Q: What specific outcomes does NACDS want to achieve with its recommendations on specialty pharmacy to the FDA?

A: Within the Biologics Price Competition and Innovation Act that established the regulatory approval pathway for biosimilar drugs, Congress made clear that FDA approval standards for biosimilars should ensure that any product deemed interchangeable by FDA would be suitable for substitution without the prescriber’s intervention.

Along these lines, NACDS advocates in support of policies that accommodate the substitution of interchangeable biosimilars consistent with generic substitution practices for small molecule drugs. NACDS engages with policymakers both at the state level, where state boards of pharmacy ultimately have authority over pharmacists’ ability to substitute drugs, and at FDA level, where the agency continues work related to approval and interchangeability determinations for biosimilar products.

On the naming issue in particular, NACDS continues to advocate for FDA to adopt naming policies for biosimilar drugs that are consistent with the naming policies for small molecule drugs—that is to apply the same individual nonproprietary name to a biosimilar product that is applied to the reference innovator biologic product.

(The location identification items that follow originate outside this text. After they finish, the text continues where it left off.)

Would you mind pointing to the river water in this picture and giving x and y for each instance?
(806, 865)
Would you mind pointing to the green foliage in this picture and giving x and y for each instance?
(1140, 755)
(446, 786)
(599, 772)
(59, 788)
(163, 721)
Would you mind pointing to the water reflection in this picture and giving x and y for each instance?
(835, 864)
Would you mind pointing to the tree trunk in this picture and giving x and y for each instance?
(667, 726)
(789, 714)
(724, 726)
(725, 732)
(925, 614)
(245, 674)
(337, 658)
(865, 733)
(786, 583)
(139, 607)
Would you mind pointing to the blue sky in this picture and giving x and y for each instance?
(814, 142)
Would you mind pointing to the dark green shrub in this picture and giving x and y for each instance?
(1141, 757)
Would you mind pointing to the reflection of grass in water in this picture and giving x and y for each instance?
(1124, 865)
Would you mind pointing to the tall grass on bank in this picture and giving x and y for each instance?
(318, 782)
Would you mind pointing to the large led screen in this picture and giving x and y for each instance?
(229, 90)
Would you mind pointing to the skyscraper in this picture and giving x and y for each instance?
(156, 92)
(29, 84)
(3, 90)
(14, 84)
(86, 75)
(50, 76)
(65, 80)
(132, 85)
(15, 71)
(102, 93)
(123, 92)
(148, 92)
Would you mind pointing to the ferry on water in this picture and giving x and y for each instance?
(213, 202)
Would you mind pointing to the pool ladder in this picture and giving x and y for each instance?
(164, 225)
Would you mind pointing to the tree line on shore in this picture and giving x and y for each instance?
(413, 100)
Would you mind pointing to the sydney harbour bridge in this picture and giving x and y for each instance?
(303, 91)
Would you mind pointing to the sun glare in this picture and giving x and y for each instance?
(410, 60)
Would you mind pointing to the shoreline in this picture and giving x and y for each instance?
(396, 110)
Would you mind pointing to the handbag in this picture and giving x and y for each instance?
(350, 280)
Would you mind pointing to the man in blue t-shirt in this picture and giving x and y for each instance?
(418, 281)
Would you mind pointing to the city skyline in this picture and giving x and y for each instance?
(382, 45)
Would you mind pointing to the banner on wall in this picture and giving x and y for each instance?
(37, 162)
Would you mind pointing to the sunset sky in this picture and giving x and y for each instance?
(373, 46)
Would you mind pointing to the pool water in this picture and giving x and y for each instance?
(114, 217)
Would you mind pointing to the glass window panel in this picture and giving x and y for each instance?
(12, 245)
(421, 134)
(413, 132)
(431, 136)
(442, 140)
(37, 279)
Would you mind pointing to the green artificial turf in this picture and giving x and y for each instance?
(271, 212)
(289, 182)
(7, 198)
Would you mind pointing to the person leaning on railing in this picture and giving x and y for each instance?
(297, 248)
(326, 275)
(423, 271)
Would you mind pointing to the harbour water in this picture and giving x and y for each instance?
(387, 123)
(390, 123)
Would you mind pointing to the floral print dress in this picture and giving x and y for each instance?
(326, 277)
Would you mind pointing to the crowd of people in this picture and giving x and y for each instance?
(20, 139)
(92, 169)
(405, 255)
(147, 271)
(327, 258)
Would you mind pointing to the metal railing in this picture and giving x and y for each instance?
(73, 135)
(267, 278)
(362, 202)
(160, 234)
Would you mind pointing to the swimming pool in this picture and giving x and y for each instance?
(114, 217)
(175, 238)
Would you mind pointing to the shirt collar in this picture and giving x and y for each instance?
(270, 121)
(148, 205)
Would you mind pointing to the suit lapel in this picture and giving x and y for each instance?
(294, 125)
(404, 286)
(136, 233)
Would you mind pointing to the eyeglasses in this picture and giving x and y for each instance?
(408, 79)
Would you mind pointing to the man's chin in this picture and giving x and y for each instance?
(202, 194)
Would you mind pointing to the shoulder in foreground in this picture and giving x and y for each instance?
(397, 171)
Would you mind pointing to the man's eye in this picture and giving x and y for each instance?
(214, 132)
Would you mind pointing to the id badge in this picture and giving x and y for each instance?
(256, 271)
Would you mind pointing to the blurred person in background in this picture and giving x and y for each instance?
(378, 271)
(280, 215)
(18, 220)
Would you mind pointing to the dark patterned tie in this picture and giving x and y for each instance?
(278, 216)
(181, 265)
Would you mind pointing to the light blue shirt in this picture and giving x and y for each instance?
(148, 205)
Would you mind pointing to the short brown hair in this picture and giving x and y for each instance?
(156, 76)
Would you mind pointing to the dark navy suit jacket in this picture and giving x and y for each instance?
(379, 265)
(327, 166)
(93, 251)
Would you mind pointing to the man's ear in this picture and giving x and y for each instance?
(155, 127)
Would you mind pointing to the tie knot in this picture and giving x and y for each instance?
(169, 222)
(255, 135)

To further facilitate substitution practices for interchangeable biosimilars, we also continue to encourage FDA to produce a publication (similar to FDA’s Orange Book) delineating the substitutability of approved biosimilars. A publication such as that would serve as an authoritative reference for pharmacists and, given pharmacists and state policymakers familiarity with the Orange Book format, it would be easy to incorporate into current practices.

 

Q: How is the growing specialty pharmacy market significant for NACDS member companies?

A: Specialty drugs are a growing category of product and account for many of the new drugs currently under development. It is important that state and federal policies are in place that enable retail pharmacies to serve their patients who take specialty medications, including both policies that allow any willing pharmacy provider to dispense products at retail, as well as state substitution laws that facilitate pharmacist interchanging and dispensing of less expensive biosimilars, unless prohibited by the prescriber.

 

Q: NACDS consistently works on issues that improve patient outcomes and reduce overall costs. How does NACDS’ work on the specialty drug issue contribute to those goals?

A: Specialty drugs account for about 30 percent of the approximately $300 billion spent on prescriptions annually. By 2018, this growing category of products is expected to account for almost 50 percent of the drug spend.

Just as retail pharmacy has been instrumental in helping to save patients and the U.S. healthcare system billions of dollars by promoting the use of traditional generic medications, retail pharmacy will have a similarly significant role to play in making these groundbreaking therapies more accessible to more Americans by promoting the use of less expensive biosimilar drugs. NACDS works both at the federal and state level to support policies that facilitate policies that allow pharmacists to dispense the most cost-effective medications for their patients.